Hercule Poirot é a figura central de 33 romances, 2 peças e mais de 50 contos publicados entre 1920 e 1975 por Agatha Christie. No final dos anos 1980, todas as obras foram gravadas para a ótima série do detetive belga, que foi ao ar na televisão britânica e que é possível encontrar no Youtube, com o maravilhoso David Suchet. No cinema, astros como Peter Ustinov, Albert Finney e até John Malkovich deram vida à Poirot, mas é o diretor Kenneth Branagh que é o “atual” titular do papel. E ele chega ao seu terceiro longa com A Noite das Bruxas (A Haunting in Venice), que entra em cartaz um mês antes do Halloween e tenta inovar o personagem clássico da literatura.
Para os leitores de Agatha Christie, há um elemento paradoxal e um spoiler: a história tem como base o conto Hallowe’en Party, mas é quase apenas uma citação, porque a trama é original e bem diferente. Isso quer dizer que não é o mesmo “culpado”. Ainda assim, é um convite para usar a fórmula tradicional de Poirot para chegar a “quem matou” puramente seguindo a lógica. Eu acertei, mas isso porque sou mesmo “treinada” pelos livros da autora. E antes que reclamem da “heresia”, o bisneto de Agatha Christie é um dos produtores do filme e aprovou as mudanças. Ter um “novo” Poirot funciona para ele, e para nós.
A Noite das Bruxas começa 10 anos depois de A Morte no Nilo, e Poirot está “aposentado”, vivendo em Veneza, ainda pessimista e amargurado depois lidar com vingança coletiva dos culpados em Assassinato no Expresso Oriente e a ganância dos assassinos no Egito. Tudo está indo bem para ele até que, na véspera do Dia das Bruxas, é ‘convocado’ a sair de seu exílio autoimposto quando sua amiga, a escritora Ariadne Oliver (Tina Fey), pede ajuda para desmascarar uma farsa de sessões espíritas lideradas pela médium Joyce Reynolds (Michelle Yeoh). Intrigado com a proposta, ele aceita e, no palazzo decadente e assombrado da famosa cantora de ópera Rowena Drake (Kelly Reilly), Poirot se depara não apenas com uma série de assassinatos, como terá que se render à tese de maldição e espíritos ou seguir na aposta de lógica e racional.
A entrada de Tina Fey é potencialmente a primeira de várias aparições no futuro. Ariadne representa a própria Agatha Christie e, mesmo que agora ela passe a ser americana (nos livros é inglesa), é divertido. E convenanhos, Kenneth Branagh é um diretor que prima pela narrativa de suspense e performances dramáticas, quase exageradas, e, em A Noite das Bruxas, volta a flertar com o terror psicológico, como já tinha feito em Voltar a Morrer, de 1991, e Frankenstein, de 1994. Com uma Veneza lindamente filmada, ele usa e abusa dos interiores escuros, da luz de velas e uma noite de tempestade para nos levar numa viagem sombria e ocasionalmente assustadora.

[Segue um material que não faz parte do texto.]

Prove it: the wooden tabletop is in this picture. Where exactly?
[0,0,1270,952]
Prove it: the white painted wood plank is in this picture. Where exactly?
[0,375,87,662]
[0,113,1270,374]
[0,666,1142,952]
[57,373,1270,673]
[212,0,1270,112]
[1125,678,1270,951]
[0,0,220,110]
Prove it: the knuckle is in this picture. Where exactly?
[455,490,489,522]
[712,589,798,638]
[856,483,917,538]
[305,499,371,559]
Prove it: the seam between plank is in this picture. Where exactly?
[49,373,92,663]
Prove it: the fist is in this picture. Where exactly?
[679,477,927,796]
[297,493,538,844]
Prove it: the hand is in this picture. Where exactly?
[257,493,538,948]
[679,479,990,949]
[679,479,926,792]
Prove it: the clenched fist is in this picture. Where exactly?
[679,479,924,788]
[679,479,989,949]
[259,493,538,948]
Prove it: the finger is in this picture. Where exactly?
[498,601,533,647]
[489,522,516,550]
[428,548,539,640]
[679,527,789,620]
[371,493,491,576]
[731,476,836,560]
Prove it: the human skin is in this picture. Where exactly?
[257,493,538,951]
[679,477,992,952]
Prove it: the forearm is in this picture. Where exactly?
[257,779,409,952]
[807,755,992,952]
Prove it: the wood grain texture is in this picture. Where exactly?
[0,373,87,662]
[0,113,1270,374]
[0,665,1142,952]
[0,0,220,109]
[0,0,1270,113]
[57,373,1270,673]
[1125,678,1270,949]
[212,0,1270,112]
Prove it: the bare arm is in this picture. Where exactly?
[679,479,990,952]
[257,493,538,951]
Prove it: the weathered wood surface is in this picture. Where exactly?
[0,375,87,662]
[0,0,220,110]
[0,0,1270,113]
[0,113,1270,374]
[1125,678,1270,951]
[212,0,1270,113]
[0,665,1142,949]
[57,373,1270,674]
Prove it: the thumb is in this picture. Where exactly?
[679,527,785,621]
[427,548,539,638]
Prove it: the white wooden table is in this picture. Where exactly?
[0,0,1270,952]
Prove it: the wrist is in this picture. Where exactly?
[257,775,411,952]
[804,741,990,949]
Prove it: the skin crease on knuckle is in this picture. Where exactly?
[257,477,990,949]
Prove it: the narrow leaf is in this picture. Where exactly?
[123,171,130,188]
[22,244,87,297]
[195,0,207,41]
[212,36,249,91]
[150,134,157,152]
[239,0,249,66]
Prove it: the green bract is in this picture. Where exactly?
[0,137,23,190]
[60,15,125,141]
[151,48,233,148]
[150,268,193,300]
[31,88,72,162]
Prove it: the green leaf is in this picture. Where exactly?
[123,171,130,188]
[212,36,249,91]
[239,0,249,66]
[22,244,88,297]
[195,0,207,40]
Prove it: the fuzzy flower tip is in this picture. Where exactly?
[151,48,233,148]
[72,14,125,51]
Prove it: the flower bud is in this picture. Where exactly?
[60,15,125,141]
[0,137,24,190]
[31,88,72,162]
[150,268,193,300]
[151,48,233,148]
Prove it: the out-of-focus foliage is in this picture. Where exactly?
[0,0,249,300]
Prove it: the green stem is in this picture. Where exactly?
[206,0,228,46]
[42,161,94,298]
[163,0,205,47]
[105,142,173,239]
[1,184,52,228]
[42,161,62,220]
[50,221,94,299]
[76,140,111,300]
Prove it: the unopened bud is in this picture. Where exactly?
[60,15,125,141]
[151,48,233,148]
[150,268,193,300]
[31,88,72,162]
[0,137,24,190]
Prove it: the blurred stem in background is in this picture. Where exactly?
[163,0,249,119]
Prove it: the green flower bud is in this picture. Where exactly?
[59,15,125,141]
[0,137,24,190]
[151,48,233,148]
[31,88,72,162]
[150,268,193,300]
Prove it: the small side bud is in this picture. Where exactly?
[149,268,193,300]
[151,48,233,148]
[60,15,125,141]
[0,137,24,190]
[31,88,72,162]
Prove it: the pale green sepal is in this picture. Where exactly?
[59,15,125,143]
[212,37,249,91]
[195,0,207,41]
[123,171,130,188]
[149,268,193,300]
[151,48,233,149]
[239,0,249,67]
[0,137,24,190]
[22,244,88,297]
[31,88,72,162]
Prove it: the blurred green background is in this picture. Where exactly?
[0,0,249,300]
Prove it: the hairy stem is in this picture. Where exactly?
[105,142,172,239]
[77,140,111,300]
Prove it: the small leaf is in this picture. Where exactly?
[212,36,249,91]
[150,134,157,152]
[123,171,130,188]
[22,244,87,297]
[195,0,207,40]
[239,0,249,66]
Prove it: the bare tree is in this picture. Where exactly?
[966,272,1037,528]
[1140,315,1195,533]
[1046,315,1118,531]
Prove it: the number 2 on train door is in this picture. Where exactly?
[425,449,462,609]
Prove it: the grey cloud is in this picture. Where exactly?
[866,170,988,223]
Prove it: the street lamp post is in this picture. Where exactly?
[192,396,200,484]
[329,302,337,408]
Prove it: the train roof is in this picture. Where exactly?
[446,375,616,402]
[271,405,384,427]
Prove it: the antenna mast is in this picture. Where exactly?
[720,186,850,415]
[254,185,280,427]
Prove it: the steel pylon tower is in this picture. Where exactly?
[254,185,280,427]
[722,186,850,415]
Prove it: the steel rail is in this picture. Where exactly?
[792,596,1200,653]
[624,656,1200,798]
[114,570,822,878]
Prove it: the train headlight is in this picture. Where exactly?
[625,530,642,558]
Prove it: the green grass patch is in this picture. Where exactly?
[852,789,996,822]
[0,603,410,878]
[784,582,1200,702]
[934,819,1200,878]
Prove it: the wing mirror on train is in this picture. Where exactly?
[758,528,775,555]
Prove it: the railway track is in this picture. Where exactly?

O conto original que é a base do filme foi publicado pela primeira vez em 1969, mas há pitadas de outras histórias de Christie que abordam o sobrenatural, tipo The Last Seance. Assim como Ariadne (seu alter ego), Agatha Christie era cética e tinha prazer em ‘desmascarar’ médiuns e espiritas, e Branagh consegue equilibrar as dúvidas no tom certo.
Um dos pontos altos do filme é justamente outra mudança do diretor. Em quase todos seus filmes a trilha sonora é assinada por seu amigo e premiado compositor, Patrick Doyle, mas A Noite das Bruxas é assinada por Hildur Guðnadóttir, vencedora do Oscar por Coringa e uma das mais requisitadas do momento. Hildur, uma celista elogiada, é vital para o clima e o resultado do filme, com melodias que acentuam a tensão e a confusão mental das personagens. Mais uma aposta pelo “novo” que parece acertada em um filme superior à Morte no Nilo e que sinaliza uma nova possibilidade na franquia com Branagh.